Racism and classism permeate all corners of Decatur’s civic life. In an April 2014 city commission discussion of racial profiling, one resident told elected officials, “I know there’s something under the carpet and y’all should know it and a lot of African American people do know it,” she said. “That we feel like we’re not wanted in Decatur. I’ve been in the Decatur area since about 1986 and as the south side changes, it gets even worse.”
I saw under the carpet a lot faster than most folks because of my background in public history and anthropology. Growing up Jewish in the South didn’t hurt, either. What I saw angered me and it scared me. After moving to Decatur, the “carpet” was yanked up quickly as I began talking to my new neighbors about what one local pastor described as “real issues” and not the superficial trivia of trash pick-ups, grandkids, traffic, and crime (another story altogether).

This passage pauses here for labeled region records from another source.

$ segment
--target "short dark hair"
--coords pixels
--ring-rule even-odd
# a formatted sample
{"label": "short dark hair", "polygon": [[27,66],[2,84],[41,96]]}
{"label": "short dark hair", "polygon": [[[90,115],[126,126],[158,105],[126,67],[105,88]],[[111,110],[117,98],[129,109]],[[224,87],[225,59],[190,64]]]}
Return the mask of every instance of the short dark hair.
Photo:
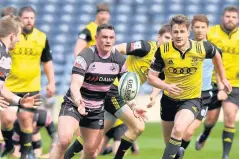
{"label": "short dark hair", "polygon": [[21,17],[23,12],[33,12],[34,14],[36,14],[35,9],[33,9],[33,7],[31,6],[25,6],[19,9],[18,15]]}
{"label": "short dark hair", "polygon": [[191,22],[192,26],[194,25],[194,23],[195,23],[196,21],[200,21],[200,22],[207,23],[207,26],[209,25],[209,20],[208,20],[207,16],[204,15],[204,14],[194,15],[194,16],[193,16],[193,19],[192,19],[192,22]]}
{"label": "short dark hair", "polygon": [[171,26],[169,24],[164,24],[158,31],[159,35],[163,35],[166,32],[171,32]]}
{"label": "short dark hair", "polygon": [[2,12],[1,12],[1,17],[4,17],[6,15],[17,15],[17,9],[15,7],[5,7],[2,9]]}
{"label": "short dark hair", "polygon": [[189,29],[190,21],[189,21],[188,17],[186,17],[185,15],[178,14],[178,15],[172,17],[169,24],[170,24],[171,28],[174,24],[183,24],[183,25],[186,25],[186,27]]}
{"label": "short dark hair", "polygon": [[101,24],[97,27],[97,35],[100,33],[101,30],[103,29],[109,29],[115,31],[113,25],[111,24]]}
{"label": "short dark hair", "polygon": [[227,6],[226,8],[224,8],[222,15],[224,15],[226,12],[237,12],[237,14],[239,15],[239,10],[236,6]]}
{"label": "short dark hair", "polygon": [[110,12],[107,3],[99,3],[99,4],[97,5],[96,13],[101,12],[101,11],[107,11],[107,12]]}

I learned that Decatur had weaponized the Jewish Sabbath between 1902 and 1932 by creating a school week that ran from Tuesday through Saturday to, as author Tom Keating wrote in his 1999 book Saturday School, keep out “The Jewish.” Saturday, after all, is the Jewish Sabbath. Attending school would have required observant Jews to violate the Sabbath. For writing the first non-celebratory Decatur history, Keating was ostracized and marginalized. When I interviewed him in late 2012, his story was all too familiar.

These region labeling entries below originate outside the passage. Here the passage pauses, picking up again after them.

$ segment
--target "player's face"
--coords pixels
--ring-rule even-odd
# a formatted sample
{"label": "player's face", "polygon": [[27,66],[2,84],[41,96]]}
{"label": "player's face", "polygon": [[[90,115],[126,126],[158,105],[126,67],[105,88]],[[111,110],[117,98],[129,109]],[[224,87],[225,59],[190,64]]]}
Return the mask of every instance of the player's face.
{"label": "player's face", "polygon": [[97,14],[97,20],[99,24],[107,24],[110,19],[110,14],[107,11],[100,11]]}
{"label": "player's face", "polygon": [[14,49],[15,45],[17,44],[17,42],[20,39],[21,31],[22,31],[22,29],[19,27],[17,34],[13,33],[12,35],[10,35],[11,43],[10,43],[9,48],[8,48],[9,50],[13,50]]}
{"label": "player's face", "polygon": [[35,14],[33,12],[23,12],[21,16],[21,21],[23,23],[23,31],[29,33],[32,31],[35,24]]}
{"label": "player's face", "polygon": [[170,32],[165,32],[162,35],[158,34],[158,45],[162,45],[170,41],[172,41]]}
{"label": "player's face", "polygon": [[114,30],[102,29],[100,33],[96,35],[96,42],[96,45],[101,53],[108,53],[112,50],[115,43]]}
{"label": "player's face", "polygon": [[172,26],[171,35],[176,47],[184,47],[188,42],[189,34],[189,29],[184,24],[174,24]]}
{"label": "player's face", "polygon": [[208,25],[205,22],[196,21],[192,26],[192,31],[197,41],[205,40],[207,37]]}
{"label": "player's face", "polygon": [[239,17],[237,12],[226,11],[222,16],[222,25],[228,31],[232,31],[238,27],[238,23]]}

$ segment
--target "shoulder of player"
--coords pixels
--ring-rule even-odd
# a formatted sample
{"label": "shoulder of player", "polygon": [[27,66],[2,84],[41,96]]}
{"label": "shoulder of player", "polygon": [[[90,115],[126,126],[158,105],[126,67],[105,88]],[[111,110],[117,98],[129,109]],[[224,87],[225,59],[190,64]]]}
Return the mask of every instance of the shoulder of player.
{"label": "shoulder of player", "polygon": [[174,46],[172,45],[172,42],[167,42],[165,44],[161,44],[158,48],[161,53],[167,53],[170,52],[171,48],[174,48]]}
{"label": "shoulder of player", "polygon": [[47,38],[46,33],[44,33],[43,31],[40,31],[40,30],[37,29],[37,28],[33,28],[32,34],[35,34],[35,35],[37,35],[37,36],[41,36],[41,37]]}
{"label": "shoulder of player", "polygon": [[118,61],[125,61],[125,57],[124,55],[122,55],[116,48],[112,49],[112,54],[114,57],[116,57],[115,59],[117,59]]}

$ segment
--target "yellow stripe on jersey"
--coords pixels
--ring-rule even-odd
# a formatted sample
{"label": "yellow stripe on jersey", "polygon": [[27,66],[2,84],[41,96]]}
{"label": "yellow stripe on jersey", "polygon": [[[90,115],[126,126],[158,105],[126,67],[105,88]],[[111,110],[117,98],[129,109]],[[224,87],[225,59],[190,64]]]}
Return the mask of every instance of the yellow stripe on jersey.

Beyond the obvious connections made by displacement and gentrification scholars on contemporary displacement and historical events like internment and removal, there is the palpable and distinctly conscious effort by the city to erase African American history. Back in the 1980s and early 1990s when Decatur might have been approaching a Mayberry-Berkeley hybrid, official city documents described Decatur’s rich African American history and the many landmark-worthy historic sites associated with it. By the first decade of the twenty-first century, official city documents no longer mentioned the people or their significant places. The City’s comprehensive citywide historic resources survey and historic context does not mention blacks or their historic places; the City’s official “Historic Decatur” webpage mentions Decatur’s namesake nine times while there’s no mention of the city’s African American residents or their contributions to the city.

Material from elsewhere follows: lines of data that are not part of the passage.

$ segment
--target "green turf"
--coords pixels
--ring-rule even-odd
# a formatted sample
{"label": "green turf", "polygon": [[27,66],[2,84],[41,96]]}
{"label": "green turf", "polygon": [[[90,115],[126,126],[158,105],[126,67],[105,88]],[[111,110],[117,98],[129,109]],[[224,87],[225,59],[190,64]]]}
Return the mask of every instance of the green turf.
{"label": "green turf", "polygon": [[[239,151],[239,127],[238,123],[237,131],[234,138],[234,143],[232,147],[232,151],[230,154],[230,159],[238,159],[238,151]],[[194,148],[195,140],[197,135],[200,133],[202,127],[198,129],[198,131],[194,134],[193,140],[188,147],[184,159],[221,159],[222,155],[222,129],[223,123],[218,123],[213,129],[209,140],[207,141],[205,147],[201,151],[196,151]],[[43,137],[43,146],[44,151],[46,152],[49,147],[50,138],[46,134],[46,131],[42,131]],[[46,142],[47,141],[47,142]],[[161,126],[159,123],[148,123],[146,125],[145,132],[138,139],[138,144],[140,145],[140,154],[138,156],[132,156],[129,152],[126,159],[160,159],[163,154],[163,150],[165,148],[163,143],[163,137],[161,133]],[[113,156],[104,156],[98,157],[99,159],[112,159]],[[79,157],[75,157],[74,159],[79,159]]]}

Between 2011 and 2014, city redevelopment projects demolished most of the remaining intact African American heritage sites including former segregation-era schools and the Allen Wilson Terrace apartments, Decatur’s historic public housing and its associated cultural landscapes designed, in part, by the same architect who designed Decatur’s city hall, Oakhurst Elementary School, and other officially recognized historic sites throughout the city. Whites can walk or drive throughout the city and visit the white community’s historic places. Now that most of the African American sites have been demolished by municipal redevelopment or by private-sector builders, people interested in interacting with Decatur’s black history will be confined to a few display cases in the new Beacon Municipal Center.
Like Native Americans, Decatur’s African Americans have been removed — from the past and the present — and evidence for them has become an artifact to be preserved in a new municipal building’s hallway as opposed to part of everyday life. So, was I correct in deploying the removal motif in writing about gentrification and displacement in Decatur? I’ll let readers and history decide.